2. Yes, Democrats Have Called Some Elections Illegitimate. GOP Election Denialism Is Far Worse.
Have politicians (and other public figures) from both parties made ill-advised, and sometimes entirely spurious, statements questioning the legitimacy of elections that favored the other party? Yes, they have, and it’s a bad and toxic habit. In particular, there are good reasons to be harshly critical of some Democratic claims casting aspersions on election integrity in the United States, and the Democratic party needs to so some serious soul-searching on the subject. But the GOP’s post-2020 election denialism is in an entirely different league4. It is vastly more toxic. And it is uniquely dangerous.
3. Is the Man Who Attacked Paul Pelosi a Leftist?
Some on the far right are sure of it,—along with lots of other things that are demonstrably untrue. Bill Lueders in today’s Bulwark:
DePape, a Canadian citizen, was in the United States illegally, having long overstayed the typical six-month visitation limit in place for our neighbors to the north. He could, at the end of any prison sentence he receives, be deported. And, as the Washington Post reported, DePape “was known in Berkeley as a pro-nudity activist who had picketed naked at protests against local ordinances requiring people to be clothed in public.”

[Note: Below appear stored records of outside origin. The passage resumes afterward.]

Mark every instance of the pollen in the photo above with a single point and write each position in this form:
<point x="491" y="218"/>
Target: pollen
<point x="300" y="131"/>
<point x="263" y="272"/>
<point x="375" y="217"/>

But none of this says anything about his political ideology. Being a nudist does not make one a leftist any more than being a swinger and using personal ads to solicit trysts with other couples and “muscular well-hung single men” makes Trump confidant Roger Stone a Democrat. In fact, the ideas that motivated DePape are hardly a mystery. He is a pro-Trump, QAnon conspiracy-supporting, stone-cold racist.
4. What Ails the American Male?
Of Boys and Men
Why the Modern Male Is Struggling, Why It Matters, and What to Do About It
by Richard V. Reeves
Brookings, 242 pp., $28.99
As a culture, we remain stubbornly attached to the notion that girls and women need encouragement, special programs, and remedial measures to bring them into full equality with males in school, in the workplace, in sports—well, pretty much everywhere. There is nothing wrong with that, but as Reeves and a handful of others have observed over the last two decades, this focus is significantly out of date.

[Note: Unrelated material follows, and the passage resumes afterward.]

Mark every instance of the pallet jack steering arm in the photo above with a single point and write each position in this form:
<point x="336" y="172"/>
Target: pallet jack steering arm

In reality, girls are outperforming boys in education—and not by a little. As Reeves observes, girls now account for 66 percent of high schoolers ranked in the top 10 percent of their classes, while boys comprise a similar percentage of those in the bottom decile. Girls are more likely than boys to be enrolled in AP and IB classes, and more likely to graduate on time than boys. The gender gap in college attendance and graduation is huge. In the United States, 57 percent of bachelor’s degrees now go to women, as well as three out of five master’s degrees, and the majority of doctorates (though men still strongly dominate Ph.D.s in math, computer science, engineering, and the physical sciences).